Enmarcado en esa atmósfera de crítica, ironía y ráfagas verbales, imaginísticas y vanguardistas absolutamente deslumbrantes, que van precipitándose torrencialmente, el ludismo podría concebirse como la otra gran piedra de toque sobre la que pivota esta poética, no exento de crítica (ver por ejemplo el excelente Per capita, p. 49) en cualquier recodo, como en esta apostilla de la p. 80 de este inquieto e inquietante apuntador: “Un botón en lugar de un dogma o de una idea. Abotonar las cosas a sus usos. Un botón que une la espalda del pijama de aquel que duerme al colchón. Otro botón que une la palma de los guantes del soldado con la parte lateral de sus muslos, para que forme y se cuadre. U otro, por ejemplo, que une la palma de un guante con la de otro guante para obligar al rezo. En definitiva, una sutil dictadura consistente en botones dispersos por la piel de las cosas.”

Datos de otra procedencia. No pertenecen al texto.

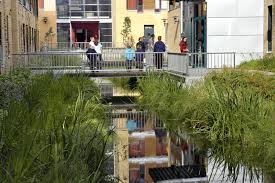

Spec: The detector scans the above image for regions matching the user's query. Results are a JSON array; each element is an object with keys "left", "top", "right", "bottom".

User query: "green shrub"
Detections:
[{"left": 0, "top": 74, "right": 113, "bottom": 183}]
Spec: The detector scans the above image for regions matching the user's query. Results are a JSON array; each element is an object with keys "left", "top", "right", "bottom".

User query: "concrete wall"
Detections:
[
  {"left": 207, "top": 0, "right": 264, "bottom": 64},
  {"left": 0, "top": 0, "right": 38, "bottom": 73},
  {"left": 112, "top": 0, "right": 168, "bottom": 46},
  {"left": 264, "top": 0, "right": 275, "bottom": 54},
  {"left": 166, "top": 8, "right": 181, "bottom": 53},
  {"left": 38, "top": 0, "right": 57, "bottom": 48},
  {"left": 115, "top": 129, "right": 129, "bottom": 183}
]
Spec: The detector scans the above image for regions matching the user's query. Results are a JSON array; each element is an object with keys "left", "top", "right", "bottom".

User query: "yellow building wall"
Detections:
[
  {"left": 167, "top": 8, "right": 181, "bottom": 53},
  {"left": 0, "top": 0, "right": 38, "bottom": 73},
  {"left": 112, "top": 0, "right": 168, "bottom": 47},
  {"left": 38, "top": 0, "right": 57, "bottom": 48}
]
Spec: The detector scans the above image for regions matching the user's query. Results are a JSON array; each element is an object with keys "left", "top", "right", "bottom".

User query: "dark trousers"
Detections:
[{"left": 154, "top": 53, "right": 163, "bottom": 69}]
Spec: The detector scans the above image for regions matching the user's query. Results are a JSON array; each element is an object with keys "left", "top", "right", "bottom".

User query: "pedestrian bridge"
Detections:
[{"left": 8, "top": 50, "right": 260, "bottom": 77}]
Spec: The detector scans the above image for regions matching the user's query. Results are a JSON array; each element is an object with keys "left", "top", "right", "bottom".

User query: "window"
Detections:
[
  {"left": 57, "top": 23, "right": 70, "bottom": 43},
  {"left": 127, "top": 0, "right": 137, "bottom": 10},
  {"left": 155, "top": 0, "right": 161, "bottom": 12},
  {"left": 267, "top": 6, "right": 272, "bottom": 51},
  {"left": 38, "top": 0, "right": 44, "bottom": 9},
  {"left": 137, "top": 0, "right": 143, "bottom": 12},
  {"left": 143, "top": 0, "right": 155, "bottom": 10},
  {"left": 100, "top": 23, "right": 112, "bottom": 43}
]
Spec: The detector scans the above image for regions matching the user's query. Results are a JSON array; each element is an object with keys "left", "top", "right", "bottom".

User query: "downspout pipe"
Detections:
[{"left": 180, "top": 1, "right": 184, "bottom": 36}]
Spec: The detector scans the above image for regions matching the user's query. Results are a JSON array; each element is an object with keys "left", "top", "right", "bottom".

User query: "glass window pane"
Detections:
[{"left": 57, "top": 24, "right": 70, "bottom": 43}]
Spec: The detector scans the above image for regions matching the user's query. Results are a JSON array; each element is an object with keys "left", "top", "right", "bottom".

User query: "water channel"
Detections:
[{"left": 93, "top": 78, "right": 264, "bottom": 183}]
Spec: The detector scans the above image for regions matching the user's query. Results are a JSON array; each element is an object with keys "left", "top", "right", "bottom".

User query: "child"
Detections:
[{"left": 124, "top": 44, "right": 135, "bottom": 69}]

Para ir concluyendo, querríamos recordar que estos recursos están puestos a disposición de una concepción dialógica, polifónica y posmoderna del mundo, con la ruptura de cualquier parámetro sacralizador, si es que quedara, de anteriores estructuras ideológicas. Posiblemente respecto a la mejor poesía de la experiencia (que significa justamente eso, una poesía que se ha desposeído de la carga idealista) no puede operar esta crítica, o este proyecto desacralizador, pero sí frente a otras corrientes muy en boga y que involuntariamente o no están llevando a la poesía de nuevo hacia concepciones sagradas, especulativas o esencialistas. La crítica de una identidad estable y permanente de las cosas, en ese sentido, está muy presente en El fósforo astillado. Las voces hablan y se corrigen al mismo tiempo (El arca de Noé de los locos, los animales y los niños), y son diferentes voces que habitan en nosotros mismos, que están luchando en nuestras complejas identidades. Somos personas y personajes, nuestro mismo doblez, como en este fragmento de las primeras composiciones con el que se nos introduce a estas problemáticas: “Se trata de un hombre hundiéndose en el lago de cuyo pie no cuelga una piedra atada, sino él mismo —su doble o su hermano gemelo—. De hecho, la historia podría ser contada indiscerniblemente desde el punto de vista del otro, porque la soga ata a los dos por el pie. Si la hemos contado así, es porque en este momento el "otro" estaba en el fondo del lago, mientras que el "hombre" sólo ahora empieza a estar totalmente sumergido.” No estamos hechos de una pieza, ni somos un bloque monológico, sino que interactuamos y nos conformamos como suma de relaciones: esto está bien claro, felizmente expresado, actualizado de algún modo para el lector atento. La carga filosófica y teórica de esta obra es pasmosa, transitando por la tensión constantemente, dejándonos a menudo estupefactos. Y a partir de aquí el reto se le presenta al propio Juan Andrés García Román, quien deberá superar su lenguaje vanguardista sin repetirse, buscar otras metas y nuevas vías de expresión, madurando su vitalismo poético y feraz. Pero a la vista de lo que ha conseguido hasta ahora, lo alcanzará con creces.